Hillside Habitat: Hillside Habitat is set on a hilltop overlooking Kinglake National Park.
"This exhilarating location with its towering eucalyptus trees and diminishing scars from that phenomenal day required a design response equally as unique." -- Edwards Moore Architects
Concept: The concept diagram shows how the project's functions are broken up and arranged to maximize views and access to sunlight. The space in between becomes living areas which also capture views. The whole arrangement is unified by a lofting roof above.
A Fortuitous Meeting
On that dark Saturday as the owners of this new home were escaping with their two Great Danes, Architect Juliet Moore was being winched to safety from her own home -- on the same street. Unbelievably client and architect didn't meet until the following days when the community were gathered in emergency shelters.

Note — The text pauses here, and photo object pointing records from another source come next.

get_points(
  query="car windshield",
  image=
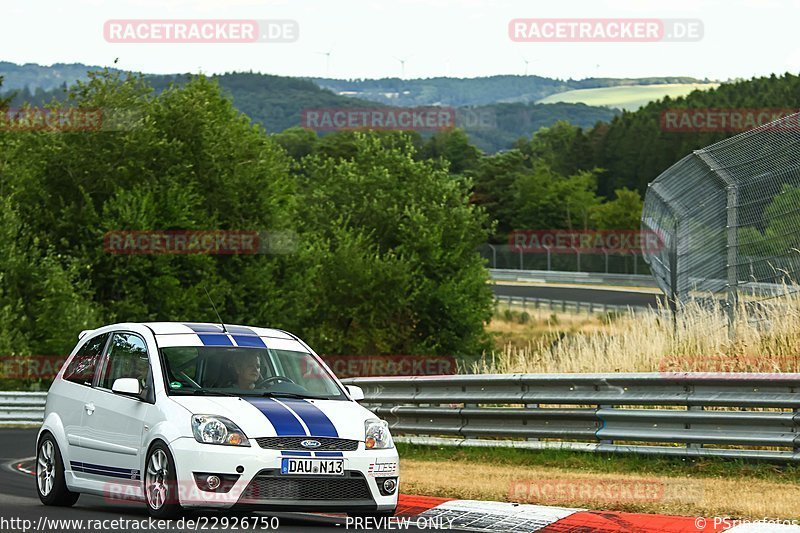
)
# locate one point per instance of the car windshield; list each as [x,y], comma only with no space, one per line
[238,371]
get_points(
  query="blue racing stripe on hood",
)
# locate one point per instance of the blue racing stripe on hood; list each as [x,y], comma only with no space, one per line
[319,425]
[284,422]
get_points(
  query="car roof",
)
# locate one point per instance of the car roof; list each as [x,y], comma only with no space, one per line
[177,328]
[182,328]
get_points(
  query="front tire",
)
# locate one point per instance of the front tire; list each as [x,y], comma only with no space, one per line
[374,514]
[51,484]
[160,483]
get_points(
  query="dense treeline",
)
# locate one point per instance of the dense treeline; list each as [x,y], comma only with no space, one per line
[384,262]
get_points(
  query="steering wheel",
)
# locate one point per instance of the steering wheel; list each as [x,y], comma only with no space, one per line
[274,379]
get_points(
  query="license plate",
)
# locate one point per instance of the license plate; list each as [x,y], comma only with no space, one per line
[313,467]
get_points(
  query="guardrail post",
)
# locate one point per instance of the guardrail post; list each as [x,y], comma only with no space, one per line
[532,406]
[605,441]
[694,445]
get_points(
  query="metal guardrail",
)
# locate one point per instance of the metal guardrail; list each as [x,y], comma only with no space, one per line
[22,408]
[578,278]
[679,414]
[567,305]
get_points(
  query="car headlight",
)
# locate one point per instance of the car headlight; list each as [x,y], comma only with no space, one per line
[210,429]
[377,436]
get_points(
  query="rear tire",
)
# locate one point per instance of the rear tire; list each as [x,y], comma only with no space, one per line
[51,483]
[160,483]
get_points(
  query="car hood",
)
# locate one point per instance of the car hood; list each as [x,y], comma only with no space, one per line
[272,417]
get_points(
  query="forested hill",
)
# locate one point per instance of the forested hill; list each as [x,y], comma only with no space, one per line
[634,148]
[475,91]
[277,103]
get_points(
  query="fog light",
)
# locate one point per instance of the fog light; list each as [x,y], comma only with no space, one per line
[213,482]
[389,485]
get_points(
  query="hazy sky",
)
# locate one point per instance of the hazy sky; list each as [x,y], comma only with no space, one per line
[466,38]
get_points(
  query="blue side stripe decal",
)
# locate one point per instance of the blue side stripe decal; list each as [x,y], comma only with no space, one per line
[253,342]
[214,339]
[282,419]
[108,471]
[318,424]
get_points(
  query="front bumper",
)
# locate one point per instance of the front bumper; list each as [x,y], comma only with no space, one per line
[260,484]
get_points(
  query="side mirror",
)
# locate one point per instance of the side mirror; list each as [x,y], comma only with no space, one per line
[355,392]
[127,387]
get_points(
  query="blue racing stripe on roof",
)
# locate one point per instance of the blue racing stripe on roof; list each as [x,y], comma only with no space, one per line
[253,342]
[215,339]
[204,328]
[319,425]
[241,330]
[284,422]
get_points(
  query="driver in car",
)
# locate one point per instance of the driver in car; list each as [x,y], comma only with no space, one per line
[247,369]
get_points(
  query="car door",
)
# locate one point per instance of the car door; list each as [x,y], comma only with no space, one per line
[69,397]
[115,424]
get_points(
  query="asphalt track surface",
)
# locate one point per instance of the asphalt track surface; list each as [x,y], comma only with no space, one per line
[579,294]
[18,500]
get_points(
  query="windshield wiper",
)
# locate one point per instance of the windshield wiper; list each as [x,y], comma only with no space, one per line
[208,392]
[292,395]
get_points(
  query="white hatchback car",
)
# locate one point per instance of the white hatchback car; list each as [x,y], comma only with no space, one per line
[208,415]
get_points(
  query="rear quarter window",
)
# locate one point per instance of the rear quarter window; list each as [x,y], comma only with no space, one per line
[82,367]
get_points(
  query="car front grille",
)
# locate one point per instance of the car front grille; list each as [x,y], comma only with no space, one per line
[327,444]
[271,485]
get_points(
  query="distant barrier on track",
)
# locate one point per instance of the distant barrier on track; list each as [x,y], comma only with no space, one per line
[530,303]
[22,408]
[748,416]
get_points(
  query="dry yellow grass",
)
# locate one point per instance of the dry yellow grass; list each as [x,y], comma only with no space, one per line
[768,341]
[754,499]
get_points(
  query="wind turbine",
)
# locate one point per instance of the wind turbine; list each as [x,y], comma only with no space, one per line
[527,62]
[402,61]
[327,61]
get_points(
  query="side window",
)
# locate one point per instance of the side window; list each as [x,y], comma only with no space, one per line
[81,368]
[127,358]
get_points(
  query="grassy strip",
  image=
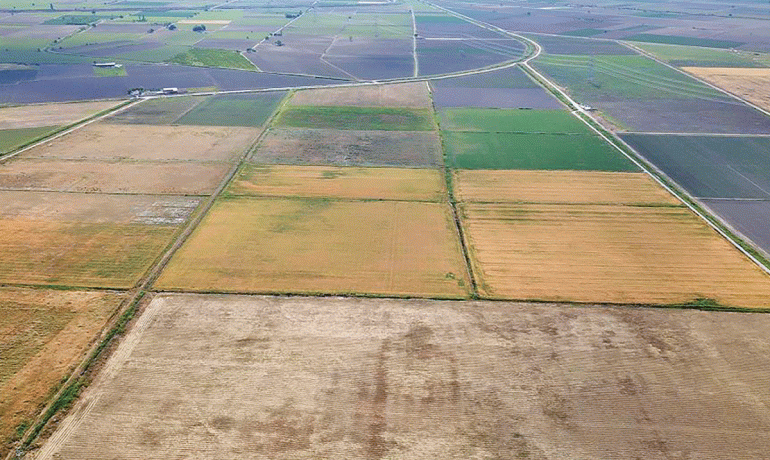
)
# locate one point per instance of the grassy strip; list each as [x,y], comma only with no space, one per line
[71,391]
[676,190]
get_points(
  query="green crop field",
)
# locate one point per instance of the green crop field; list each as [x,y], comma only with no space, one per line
[358,118]
[203,57]
[475,150]
[11,139]
[627,77]
[233,110]
[691,56]
[511,121]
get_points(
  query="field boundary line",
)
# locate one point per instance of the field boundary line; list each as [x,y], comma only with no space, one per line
[668,184]
[64,130]
[694,77]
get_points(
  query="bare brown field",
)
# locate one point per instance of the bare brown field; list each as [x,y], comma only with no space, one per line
[321,246]
[588,187]
[750,84]
[349,148]
[605,253]
[414,95]
[32,116]
[43,334]
[110,141]
[112,176]
[407,184]
[85,239]
[310,378]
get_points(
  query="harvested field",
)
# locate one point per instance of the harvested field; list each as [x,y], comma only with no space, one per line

Room Clusters: The open plan living area is surround by a cluster of other more private rooms. The arrangement feels more like camping than traditional house living -- albeit pretty luxurious camping!
Blurring Edges: Frameless corner windows make the walls disappear into the surroundings.
While bushfire regulations were a necessary consideration, Edwards Moore Architects have not succumbed to the simplistic route of creating a bunker. Instead, Hillside Habitat is a celebration of place. Toughened laminated glass is used to provide the necessary bushfire protection without blocking out those majestic views.
The house is elegantly placed on the site -- not as a monolithic box, but a series of smaller pavilions connected by a sailing roof. Each room is arranged to make the most a different aspect -- the fact that both the clients and the architect share this connection to the Kinglake area is obvious.
A Biophilic House
Edwards Moore describe the design as 'biophilic' -- "love of life or living systems". It seeks to fulfill "the connections that human beings subconsciously seek with the rest of life."
With each room of the home feeling so distinctly and intimately connected to its own environment, the architects seem to have achieved a biophilic house for their clients.
After such devastation, this beautiful example of regeneration is a testament to both the client and the architects appreciation of this spectacular and unique environment.